Toda a nossa vida não passa de retalhos que ficam na nossa memória. Este é mais um pedaço que guardo no meu coração.
Duas linhas. Duas linhas que se estendem ao longo de muitos quilómetros.
Paralelas, produzidas em aço, nunca se encontram. Mas, todas elas têm um fim.
A tantos quilómetros temos de um lado, um vasto campo de oliveiras, do outro um pequeno ribeiro cruzado por uma velha ponte de madeira que nos leva a uma casa abandonada, como muitas que existem por todo o Ribatejo.

Faltam dois minutos para as três e naquele como nos outros dias, à hora certa o comboio atravessará a vila.
A minha tia olha clandestinamente para um e outro lado. Prepara-se para atravessar as duas linhas de aço. À sua frente, erecto junto ao banco da estação, encontra Avelino.
Tem os olhos rasados por lágrimas pequeninas e o rosto está vermelho rubro. O seu peito esgotado bombeia golfadas de sangue pelas suas veias. Sempre é verdade que a mulher tal como dizem, é uma infame adúltera.

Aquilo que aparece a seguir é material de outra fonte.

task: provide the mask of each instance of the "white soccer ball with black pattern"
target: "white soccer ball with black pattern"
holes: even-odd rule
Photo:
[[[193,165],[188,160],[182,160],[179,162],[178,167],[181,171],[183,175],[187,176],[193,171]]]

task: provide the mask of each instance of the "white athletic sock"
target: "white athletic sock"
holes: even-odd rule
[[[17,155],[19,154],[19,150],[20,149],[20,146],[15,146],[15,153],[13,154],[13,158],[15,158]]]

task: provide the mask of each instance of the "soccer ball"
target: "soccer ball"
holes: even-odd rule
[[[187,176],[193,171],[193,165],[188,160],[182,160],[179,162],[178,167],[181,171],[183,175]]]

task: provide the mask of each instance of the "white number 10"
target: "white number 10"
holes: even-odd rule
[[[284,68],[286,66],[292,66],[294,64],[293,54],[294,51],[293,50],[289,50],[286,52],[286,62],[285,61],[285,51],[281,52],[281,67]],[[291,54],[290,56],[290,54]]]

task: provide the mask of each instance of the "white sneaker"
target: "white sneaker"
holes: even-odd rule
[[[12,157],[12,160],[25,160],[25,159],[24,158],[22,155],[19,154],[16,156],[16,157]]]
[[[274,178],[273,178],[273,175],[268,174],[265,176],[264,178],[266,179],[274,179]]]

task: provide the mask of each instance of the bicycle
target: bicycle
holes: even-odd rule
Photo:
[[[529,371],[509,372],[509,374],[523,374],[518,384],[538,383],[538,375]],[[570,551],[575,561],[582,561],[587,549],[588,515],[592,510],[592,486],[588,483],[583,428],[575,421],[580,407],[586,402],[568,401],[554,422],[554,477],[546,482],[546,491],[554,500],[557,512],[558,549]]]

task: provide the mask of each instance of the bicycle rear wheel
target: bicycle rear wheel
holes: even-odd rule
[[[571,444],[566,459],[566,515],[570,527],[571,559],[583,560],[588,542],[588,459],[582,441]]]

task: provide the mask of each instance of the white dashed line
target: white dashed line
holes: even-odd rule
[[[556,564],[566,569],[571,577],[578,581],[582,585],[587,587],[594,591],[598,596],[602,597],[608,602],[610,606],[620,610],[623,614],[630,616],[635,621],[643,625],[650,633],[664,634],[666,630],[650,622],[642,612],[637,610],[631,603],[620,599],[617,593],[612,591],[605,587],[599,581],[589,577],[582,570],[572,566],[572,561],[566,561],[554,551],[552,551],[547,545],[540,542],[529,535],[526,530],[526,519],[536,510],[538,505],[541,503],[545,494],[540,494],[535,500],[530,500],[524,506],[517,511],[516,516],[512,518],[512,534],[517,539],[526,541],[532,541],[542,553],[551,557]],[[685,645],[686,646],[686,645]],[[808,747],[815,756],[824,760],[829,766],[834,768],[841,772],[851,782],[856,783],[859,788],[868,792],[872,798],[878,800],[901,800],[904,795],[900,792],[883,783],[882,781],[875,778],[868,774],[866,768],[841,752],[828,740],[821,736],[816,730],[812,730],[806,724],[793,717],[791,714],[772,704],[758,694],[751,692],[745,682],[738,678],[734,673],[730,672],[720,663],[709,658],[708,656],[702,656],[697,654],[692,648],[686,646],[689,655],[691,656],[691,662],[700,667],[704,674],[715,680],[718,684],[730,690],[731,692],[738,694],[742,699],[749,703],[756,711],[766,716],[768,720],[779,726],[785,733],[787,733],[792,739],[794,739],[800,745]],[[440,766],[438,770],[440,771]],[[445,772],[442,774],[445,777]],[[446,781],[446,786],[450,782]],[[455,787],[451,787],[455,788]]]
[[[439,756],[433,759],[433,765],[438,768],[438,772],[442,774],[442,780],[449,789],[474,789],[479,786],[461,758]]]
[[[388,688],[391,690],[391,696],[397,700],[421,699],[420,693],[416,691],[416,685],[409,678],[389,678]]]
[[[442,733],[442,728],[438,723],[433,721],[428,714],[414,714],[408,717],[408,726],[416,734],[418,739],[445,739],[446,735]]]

“- Uma puta é o que ela é.”

Em breve esta atravessará a ponte de madeira que cruza o ribeiro para materializar a acusação.
O episódio já sobejamente contado e nunca documentado, agora corroborado pelos seus enraivecidos olhos azulados.
M. Do Carmo vê o marido do outro lado da linha e todos os seus olhos de maresia são Avelino. Percebe que ele já percebeu.
Que na sua perturbada mente, já sabe que aquilo que a mulher se prepara para fazer contraria o que lhe imprimiram, na sua educação.
Sabe que o acto que a mulher está prestes a cometer determinará o fim da já por si débil saúde. A mulher mantém-se de um lado, o marido do outro.
Olham-se. Olhos nos olhos como no primeiro encontro em que se conheceram.
Ela acena, ele olha apenas, estarrecido. Ela contínua, inclinando ligeiramente a cabeça para a esquerda, pedindo compreensão, mas a esse pedido Avelino responde com um rosto apático e distante.
O seu olhar invoca o frio dos serões sem lareira, passados na pequena casa. A mulher busca naquela distância que os separa o tempo suficiente para pedir a Avelino...
Por favor, não penses assim de mim. Naquela espera, a mulher busca o carinho do marido que perdeu há muito.
Pensa quando este chorava de noite e apenas repousava debaixo dos lençóis da cama que partilhava com ela...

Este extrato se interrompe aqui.